SentencePiece (Kudo & Richardson, 2018; used by T5, LLaMA 1, ALBERT, XLNet, Mistral) treats whitespace as a character, representing it as ▁ (U+2581). This is the key architectural decision: SentencePiece does not require pre-tokenization on whitespace before running BPE or its Unigram model. The consequence: it handles Chinese (no spaces), Japanese (no spaces), Arabic (right-to-left script), and Thai (no spaces) identically to English — one unified pipeline. LLaMA 2's tokenizer uses SentencePiece BPE with a vocabulary of 32,000; LLaMA 3 switched to tiktoken BPE at 128,256 tokens, gaining significant multilingual efficiency.

Unigram Language Model (alternative to BPE within SentencePiece): start with a large candidate vocabulary (~100K), then iteratively prune tokens that contribute least to corpus likelihood. Produces probabilistic tokenization — the same word can tokenize differently on different runs (useful for data augmentation, poor for deterministic inference). Production models rarely use stochastic tokenization at inference; they pick the most-probable segmentation (Viterbi decoding).

The vocabulary size decision sits at the intersection of three competing pressures: sequence length (larger vocab → shorter sequences → better context utilization), embedding matrix size (each vocab entry needs a d_model-dimensional vector — at 100K × 4096 dims × 4 bytes = 1.6GB just for the embedding table), and data sparsity (large vocabularies have long tails of tokens the model sees rarely during training, making their embeddings noisy).

GPT-2 used 50,257 tokens — a deliberate choice to fit the embedding matrix in memory on 2018-era hardware while covering English adequately. At 50K vocabulary, English prose averages ~0.75 words/token, but code drops to ~0.4 words/token (operators, punctuation, brackets each get their own token), and Korean or Chinese can hit 1 character per token for rare characters.

GPT-4's ~100,277-token vocabulary was an intentional investment: more coverage of non-English subwords means shorter sequences, which directly reduces inference cost via attention's O(n²) scaling and directly increases how much content fits in the context window. For a fixed 128K-token context window, 30% shorter average token spans for multilingual text means 30% more content fits.

The production rule of thumb: 32K–50K is sufficient for English-only or English-dominant models; 100K+ is the sweet spot for multilingual models where you want token efficiency parity across languages. Beyond 200K, embedding matrix memory dominates and returns diminish.

The most counterintuitive production failures in LLMs trace back to tokenization, not model capacity. Understanding these artifacts is what separates senior ML engineers from people who treat the model as a black box.

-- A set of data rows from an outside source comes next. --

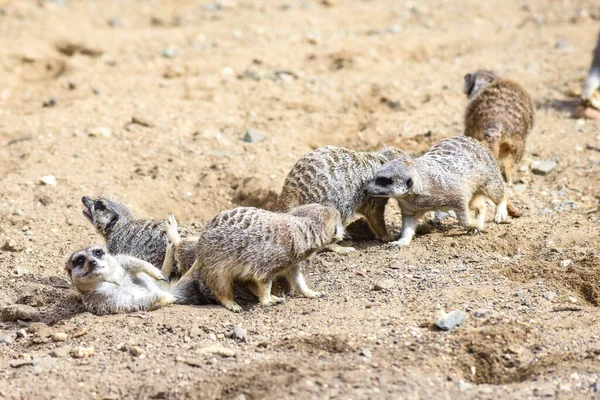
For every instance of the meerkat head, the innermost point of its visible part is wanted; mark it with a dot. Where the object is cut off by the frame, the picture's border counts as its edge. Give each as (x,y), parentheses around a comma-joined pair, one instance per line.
(476,81)
(87,267)
(393,179)
(328,217)
(392,153)
(104,213)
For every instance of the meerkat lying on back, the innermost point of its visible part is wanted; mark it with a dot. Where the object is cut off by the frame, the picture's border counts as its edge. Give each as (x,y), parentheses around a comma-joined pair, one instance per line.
(456,174)
(116,284)
(337,177)
(255,246)
(142,238)
(500,114)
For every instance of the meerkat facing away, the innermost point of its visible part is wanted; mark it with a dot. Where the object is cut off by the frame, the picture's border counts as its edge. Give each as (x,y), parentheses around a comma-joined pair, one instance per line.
(145,239)
(256,246)
(116,284)
(337,177)
(456,174)
(500,114)
(591,92)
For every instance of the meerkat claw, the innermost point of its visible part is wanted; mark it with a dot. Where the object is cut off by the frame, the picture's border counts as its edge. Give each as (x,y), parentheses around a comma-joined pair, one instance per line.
(473,231)
(277,300)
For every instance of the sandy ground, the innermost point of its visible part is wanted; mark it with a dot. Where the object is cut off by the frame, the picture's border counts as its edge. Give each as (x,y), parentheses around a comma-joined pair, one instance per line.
(354,73)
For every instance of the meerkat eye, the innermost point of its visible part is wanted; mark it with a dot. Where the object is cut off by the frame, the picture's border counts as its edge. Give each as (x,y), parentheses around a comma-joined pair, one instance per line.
(382,181)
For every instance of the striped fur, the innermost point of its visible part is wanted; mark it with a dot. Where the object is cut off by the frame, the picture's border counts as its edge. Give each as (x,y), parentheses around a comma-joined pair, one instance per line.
(501,115)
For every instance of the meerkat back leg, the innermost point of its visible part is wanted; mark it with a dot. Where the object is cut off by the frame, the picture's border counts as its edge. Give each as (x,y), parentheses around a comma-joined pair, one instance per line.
(374,211)
(409,226)
(501,210)
(135,266)
(173,242)
(463,214)
(296,280)
(258,289)
(336,248)
(479,206)
(221,285)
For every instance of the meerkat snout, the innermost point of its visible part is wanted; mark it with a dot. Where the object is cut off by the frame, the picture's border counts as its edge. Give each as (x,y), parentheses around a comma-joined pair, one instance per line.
(478,80)
(394,179)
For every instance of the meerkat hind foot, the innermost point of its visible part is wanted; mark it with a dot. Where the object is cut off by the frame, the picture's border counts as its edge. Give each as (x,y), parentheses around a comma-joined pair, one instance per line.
(336,248)
(501,213)
(277,299)
(311,294)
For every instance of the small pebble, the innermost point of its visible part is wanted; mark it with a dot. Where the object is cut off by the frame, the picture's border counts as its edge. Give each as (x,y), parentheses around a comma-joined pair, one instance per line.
(238,333)
(59,337)
(543,167)
(565,263)
(20,363)
(49,180)
(61,352)
(136,351)
(51,102)
(550,295)
(82,352)
(384,284)
(254,136)
(100,131)
(450,320)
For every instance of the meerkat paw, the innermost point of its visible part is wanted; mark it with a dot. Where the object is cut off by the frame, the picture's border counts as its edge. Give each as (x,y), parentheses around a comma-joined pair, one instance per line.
(402,242)
(163,300)
(172,232)
(277,299)
(336,248)
(311,294)
(501,213)
(232,306)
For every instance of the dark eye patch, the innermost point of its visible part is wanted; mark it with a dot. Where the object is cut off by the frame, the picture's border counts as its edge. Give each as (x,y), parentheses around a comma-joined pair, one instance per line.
(79,261)
(382,181)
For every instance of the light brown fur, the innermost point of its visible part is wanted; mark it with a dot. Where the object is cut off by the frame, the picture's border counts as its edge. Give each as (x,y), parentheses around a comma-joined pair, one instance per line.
(501,115)
(255,246)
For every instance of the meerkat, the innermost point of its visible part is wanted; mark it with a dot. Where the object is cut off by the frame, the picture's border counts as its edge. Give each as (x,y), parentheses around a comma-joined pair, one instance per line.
(256,246)
(456,174)
(145,239)
(337,177)
(500,114)
(116,284)
(590,94)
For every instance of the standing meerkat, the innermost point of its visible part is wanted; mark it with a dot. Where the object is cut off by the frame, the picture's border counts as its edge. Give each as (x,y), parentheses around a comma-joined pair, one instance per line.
(256,246)
(337,177)
(500,114)
(456,174)
(116,284)
(145,239)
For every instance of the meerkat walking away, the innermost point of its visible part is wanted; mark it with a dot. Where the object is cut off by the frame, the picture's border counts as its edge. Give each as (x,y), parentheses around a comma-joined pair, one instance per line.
(141,238)
(591,91)
(456,174)
(116,284)
(337,177)
(500,114)
(255,246)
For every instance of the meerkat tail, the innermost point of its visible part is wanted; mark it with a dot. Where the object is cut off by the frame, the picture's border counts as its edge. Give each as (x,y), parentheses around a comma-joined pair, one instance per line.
(512,210)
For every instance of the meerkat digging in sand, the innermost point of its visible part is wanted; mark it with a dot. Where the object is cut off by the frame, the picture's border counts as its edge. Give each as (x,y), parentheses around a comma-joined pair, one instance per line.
(456,174)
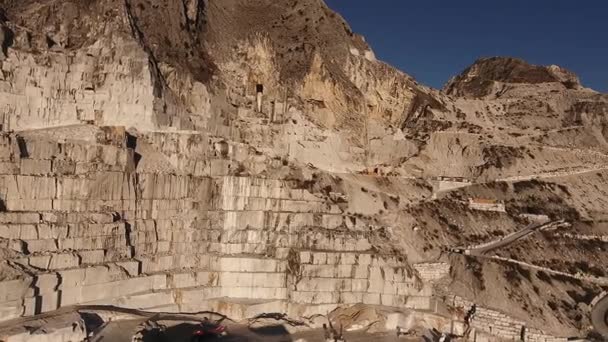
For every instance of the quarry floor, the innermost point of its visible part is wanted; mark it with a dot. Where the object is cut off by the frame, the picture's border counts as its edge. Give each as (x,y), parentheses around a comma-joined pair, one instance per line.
(122,331)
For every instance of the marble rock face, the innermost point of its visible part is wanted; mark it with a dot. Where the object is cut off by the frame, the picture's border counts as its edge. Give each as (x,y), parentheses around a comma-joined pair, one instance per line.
(251,157)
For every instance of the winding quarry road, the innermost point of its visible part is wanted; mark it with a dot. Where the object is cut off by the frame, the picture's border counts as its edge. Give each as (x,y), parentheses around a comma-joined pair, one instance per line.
(509,239)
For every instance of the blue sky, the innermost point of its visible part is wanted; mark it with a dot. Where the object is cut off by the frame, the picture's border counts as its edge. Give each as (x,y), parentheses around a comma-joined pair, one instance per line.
(433,40)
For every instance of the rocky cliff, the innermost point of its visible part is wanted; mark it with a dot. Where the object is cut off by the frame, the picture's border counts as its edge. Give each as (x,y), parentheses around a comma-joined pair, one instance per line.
(250,157)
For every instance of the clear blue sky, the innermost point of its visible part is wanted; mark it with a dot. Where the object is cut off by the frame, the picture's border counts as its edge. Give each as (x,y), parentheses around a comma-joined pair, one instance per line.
(433,40)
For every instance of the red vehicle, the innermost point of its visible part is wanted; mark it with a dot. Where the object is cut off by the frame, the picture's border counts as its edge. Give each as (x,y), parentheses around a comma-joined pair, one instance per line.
(207,331)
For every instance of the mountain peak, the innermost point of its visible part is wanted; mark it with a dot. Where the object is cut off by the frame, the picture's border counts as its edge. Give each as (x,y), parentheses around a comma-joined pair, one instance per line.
(479,79)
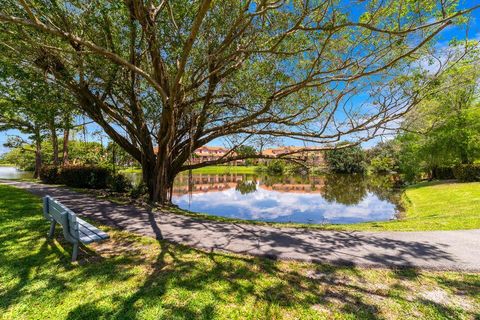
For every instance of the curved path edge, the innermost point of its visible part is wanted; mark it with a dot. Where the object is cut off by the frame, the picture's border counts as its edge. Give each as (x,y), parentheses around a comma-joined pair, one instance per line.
(439,250)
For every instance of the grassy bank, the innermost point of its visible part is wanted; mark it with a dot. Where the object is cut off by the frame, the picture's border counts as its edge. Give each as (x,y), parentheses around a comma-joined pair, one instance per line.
(130,277)
(427,206)
(209,170)
(434,206)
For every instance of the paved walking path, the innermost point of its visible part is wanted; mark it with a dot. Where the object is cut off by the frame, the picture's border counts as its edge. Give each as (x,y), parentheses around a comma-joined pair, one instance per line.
(444,250)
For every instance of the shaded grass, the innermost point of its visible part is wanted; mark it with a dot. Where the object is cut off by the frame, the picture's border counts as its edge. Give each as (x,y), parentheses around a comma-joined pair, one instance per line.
(132,277)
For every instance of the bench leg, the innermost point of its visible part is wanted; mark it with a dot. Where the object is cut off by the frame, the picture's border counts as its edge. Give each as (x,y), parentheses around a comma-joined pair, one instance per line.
(75,252)
(52,229)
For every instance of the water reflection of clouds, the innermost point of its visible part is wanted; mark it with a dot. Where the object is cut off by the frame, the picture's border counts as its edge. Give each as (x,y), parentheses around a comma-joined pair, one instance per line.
(284,206)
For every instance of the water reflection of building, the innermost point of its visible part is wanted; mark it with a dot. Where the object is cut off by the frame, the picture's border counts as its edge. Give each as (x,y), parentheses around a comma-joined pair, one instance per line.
(203,183)
(311,157)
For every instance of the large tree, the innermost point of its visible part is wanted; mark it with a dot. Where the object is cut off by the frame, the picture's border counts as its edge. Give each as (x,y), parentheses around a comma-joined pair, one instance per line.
(174,75)
(33,106)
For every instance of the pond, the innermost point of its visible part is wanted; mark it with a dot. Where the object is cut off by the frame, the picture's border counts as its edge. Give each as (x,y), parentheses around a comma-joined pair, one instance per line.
(14,173)
(300,199)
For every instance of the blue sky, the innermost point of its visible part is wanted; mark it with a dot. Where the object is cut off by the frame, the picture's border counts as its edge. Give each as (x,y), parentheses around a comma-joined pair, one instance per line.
(452,32)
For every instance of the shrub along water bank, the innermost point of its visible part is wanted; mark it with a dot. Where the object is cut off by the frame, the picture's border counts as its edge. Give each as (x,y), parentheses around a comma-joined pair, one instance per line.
(139,277)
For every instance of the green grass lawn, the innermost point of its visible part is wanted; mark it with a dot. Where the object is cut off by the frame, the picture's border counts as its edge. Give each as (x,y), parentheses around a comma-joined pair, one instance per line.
(209,170)
(131,277)
(433,206)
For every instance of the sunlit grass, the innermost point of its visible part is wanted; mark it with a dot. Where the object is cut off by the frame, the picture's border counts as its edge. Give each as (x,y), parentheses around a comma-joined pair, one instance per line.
(132,277)
(434,206)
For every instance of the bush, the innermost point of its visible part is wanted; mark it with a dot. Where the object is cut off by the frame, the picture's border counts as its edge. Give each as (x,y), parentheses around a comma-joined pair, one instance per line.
(138,190)
(443,173)
(92,177)
(275,167)
(467,172)
(346,160)
(50,174)
(119,183)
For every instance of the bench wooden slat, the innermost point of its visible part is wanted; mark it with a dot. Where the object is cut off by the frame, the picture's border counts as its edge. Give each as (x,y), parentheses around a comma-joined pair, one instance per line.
(86,238)
(88,233)
(91,228)
(74,229)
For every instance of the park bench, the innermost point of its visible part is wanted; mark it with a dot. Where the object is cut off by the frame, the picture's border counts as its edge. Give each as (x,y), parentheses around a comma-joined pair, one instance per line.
(75,230)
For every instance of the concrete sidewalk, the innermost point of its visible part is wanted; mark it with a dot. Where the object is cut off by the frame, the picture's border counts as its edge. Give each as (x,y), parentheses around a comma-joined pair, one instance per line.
(443,250)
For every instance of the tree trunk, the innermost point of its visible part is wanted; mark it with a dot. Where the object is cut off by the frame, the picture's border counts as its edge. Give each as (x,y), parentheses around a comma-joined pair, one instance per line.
(66,134)
(159,181)
(53,133)
(38,158)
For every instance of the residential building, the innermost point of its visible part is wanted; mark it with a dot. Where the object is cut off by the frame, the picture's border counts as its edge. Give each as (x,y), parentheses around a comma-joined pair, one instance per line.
(312,157)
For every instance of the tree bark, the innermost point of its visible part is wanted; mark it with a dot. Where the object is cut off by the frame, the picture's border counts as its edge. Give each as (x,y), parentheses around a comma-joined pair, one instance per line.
(158,178)
(66,135)
(53,133)
(38,157)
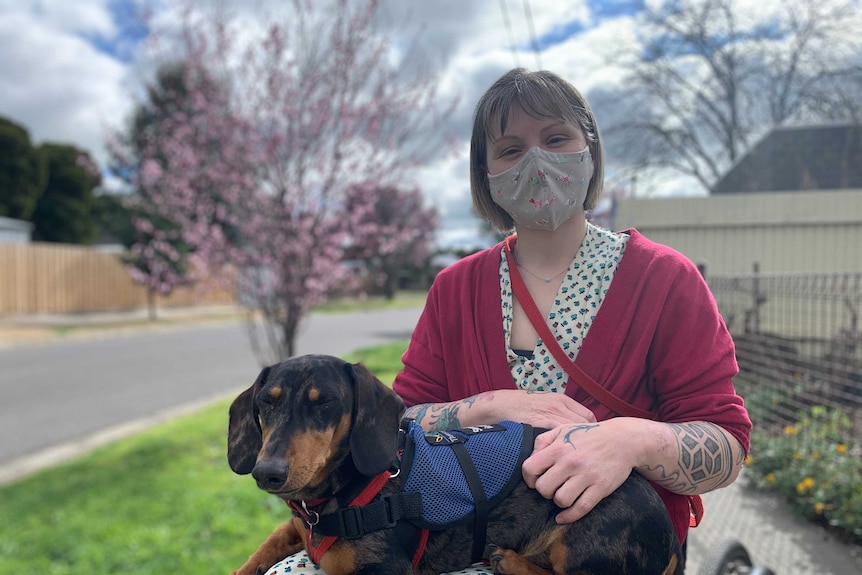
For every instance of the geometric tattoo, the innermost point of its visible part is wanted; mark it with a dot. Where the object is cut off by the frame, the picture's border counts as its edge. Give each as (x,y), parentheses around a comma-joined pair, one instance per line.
(705,458)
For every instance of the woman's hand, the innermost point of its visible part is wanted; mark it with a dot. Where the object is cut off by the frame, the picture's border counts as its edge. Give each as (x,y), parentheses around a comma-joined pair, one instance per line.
(578,465)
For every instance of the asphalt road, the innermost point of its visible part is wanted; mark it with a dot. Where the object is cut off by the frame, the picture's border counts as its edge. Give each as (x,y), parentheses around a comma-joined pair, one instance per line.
(59,398)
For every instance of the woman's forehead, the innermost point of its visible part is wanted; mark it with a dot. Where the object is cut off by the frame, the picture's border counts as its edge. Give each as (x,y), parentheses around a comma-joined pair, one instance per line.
(502,120)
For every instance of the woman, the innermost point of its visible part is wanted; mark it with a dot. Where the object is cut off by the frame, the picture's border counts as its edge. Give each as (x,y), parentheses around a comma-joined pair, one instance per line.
(636,316)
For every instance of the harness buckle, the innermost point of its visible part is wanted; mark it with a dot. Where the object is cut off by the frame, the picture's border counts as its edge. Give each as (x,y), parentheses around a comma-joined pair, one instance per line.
(311,518)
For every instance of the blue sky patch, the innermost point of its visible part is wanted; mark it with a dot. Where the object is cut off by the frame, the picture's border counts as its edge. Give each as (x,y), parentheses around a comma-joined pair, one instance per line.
(602,10)
(130,31)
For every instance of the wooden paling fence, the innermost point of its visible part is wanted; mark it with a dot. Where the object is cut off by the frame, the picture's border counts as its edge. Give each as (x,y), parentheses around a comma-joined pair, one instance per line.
(60,278)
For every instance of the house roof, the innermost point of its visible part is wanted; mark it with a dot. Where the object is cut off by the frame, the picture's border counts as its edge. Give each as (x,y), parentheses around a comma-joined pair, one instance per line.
(799,158)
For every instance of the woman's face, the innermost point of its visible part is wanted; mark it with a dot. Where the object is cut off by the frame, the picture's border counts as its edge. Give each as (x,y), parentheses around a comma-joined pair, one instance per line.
(524,132)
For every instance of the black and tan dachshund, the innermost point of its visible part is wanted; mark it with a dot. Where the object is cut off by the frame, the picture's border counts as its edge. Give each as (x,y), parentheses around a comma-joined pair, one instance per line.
(317,431)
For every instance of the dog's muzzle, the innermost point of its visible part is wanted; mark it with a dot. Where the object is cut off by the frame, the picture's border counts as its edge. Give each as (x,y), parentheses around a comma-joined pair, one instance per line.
(270,475)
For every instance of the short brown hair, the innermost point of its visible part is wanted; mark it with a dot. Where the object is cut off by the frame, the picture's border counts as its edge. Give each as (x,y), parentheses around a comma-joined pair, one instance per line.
(541,95)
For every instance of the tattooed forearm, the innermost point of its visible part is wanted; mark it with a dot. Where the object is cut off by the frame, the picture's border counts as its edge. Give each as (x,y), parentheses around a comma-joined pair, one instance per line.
(439,415)
(708,458)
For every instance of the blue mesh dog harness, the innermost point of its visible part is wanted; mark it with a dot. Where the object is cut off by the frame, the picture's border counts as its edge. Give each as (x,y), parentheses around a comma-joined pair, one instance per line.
(460,474)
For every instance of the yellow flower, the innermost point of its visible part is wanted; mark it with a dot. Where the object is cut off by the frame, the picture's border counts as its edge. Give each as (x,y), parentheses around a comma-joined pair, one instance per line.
(804,485)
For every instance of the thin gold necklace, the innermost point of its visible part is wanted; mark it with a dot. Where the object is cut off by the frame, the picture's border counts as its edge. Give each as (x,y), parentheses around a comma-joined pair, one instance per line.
(546,279)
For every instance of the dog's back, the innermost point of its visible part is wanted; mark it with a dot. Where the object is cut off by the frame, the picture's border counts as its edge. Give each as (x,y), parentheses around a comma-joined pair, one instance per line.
(316,428)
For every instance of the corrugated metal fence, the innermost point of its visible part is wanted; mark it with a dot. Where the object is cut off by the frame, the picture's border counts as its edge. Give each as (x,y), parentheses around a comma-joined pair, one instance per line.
(798,342)
(58,278)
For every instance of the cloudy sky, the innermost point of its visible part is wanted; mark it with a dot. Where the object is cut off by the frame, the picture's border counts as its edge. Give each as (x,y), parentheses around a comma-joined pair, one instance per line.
(70,68)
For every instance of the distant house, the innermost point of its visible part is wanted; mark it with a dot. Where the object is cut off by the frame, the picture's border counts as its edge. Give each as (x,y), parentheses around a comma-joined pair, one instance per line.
(800,158)
(15,231)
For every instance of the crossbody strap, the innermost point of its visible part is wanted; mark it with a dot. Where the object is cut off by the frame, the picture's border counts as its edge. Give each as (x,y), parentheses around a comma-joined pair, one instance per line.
(587,383)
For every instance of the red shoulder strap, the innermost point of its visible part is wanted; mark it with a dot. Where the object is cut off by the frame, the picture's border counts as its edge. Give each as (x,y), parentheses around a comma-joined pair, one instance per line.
(587,383)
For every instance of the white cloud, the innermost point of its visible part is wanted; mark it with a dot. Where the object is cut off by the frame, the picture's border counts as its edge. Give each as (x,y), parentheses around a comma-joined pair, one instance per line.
(56,83)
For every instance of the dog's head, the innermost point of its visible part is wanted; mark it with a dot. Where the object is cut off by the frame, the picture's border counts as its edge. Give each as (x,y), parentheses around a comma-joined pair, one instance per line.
(301,420)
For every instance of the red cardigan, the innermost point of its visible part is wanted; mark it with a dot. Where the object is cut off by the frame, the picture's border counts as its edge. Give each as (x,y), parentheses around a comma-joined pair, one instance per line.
(657,342)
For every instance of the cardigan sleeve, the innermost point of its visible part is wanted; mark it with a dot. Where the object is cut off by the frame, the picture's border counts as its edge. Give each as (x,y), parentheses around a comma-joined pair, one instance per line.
(691,361)
(423,378)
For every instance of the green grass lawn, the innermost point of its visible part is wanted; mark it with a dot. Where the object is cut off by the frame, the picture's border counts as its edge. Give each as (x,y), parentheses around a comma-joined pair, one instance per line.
(161,502)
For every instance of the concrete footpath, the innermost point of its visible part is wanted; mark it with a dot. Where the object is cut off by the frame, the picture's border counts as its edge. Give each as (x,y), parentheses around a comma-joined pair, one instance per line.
(772,536)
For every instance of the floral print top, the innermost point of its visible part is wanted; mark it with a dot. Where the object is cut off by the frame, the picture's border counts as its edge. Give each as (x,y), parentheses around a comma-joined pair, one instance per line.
(582,291)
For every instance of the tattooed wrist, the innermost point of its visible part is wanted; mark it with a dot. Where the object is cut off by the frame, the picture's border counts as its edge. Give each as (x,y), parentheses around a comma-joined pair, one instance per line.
(440,416)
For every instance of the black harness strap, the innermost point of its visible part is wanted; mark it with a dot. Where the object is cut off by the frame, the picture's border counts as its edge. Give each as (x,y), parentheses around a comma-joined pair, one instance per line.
(384,513)
(480,500)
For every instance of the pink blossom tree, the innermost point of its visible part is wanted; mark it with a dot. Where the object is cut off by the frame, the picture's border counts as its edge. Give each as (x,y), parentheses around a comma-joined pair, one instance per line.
(391,230)
(255,168)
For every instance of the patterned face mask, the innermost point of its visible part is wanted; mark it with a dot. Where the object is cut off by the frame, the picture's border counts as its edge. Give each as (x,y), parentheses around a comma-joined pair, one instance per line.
(544,189)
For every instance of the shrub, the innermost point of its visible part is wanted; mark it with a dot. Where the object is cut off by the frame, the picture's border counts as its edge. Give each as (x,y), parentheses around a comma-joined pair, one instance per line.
(813,467)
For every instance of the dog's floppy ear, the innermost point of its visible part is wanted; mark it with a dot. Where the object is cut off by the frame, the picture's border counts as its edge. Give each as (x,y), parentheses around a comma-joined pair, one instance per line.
(244,437)
(377,412)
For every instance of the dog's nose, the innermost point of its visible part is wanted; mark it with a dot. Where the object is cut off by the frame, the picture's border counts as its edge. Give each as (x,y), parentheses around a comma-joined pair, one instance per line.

The r-counting problem: "How many r's in strawberry?" — most models answer 2 instead of 3. Cause: "strawberry" tokenizes as ["straw", "berry"] or ["st", "raw", "berry"] depending on the tokenizer. The model sees tokens, not characters. It cannot count characters it never individually processes. The r in "straw" is inside a token, invisible to the character-counting reasoning the model tries to apply.

Arithmetic inconsistency: "1000 + 2000 = ?" is easy; "1457 + 2683 = ?" is hard. Reason: small, round numbers often appear as single tokens in training data (the model has memorized their sums). Large, irregular numbers get split into individual digit tokens or rarely-seen multi-digit tokens where the model must actually compute — and has seen fewer examples of.

String reversal failures: "Reverse the string 'hello'." Models often fail because "hello" is one token — reversing a token ID has no meaning. A model that succeeds does so by implicitly decomposing into characters, which requires having learned the internal character structure of tokens from training patterns, not from direct character access.

Code vs prose tokenization divergence: Python's indentation structure means that 4 spaces + a token = at least 2 tokens. Template strings with repeated patterns (HTML, JSON) can be 3–5× more tokens than the semantic content suggests. This is why code-specialized models (CodeLlama, DeepSeek-Coder) are trained with tokenizers that treat common programming patterns as single tokens.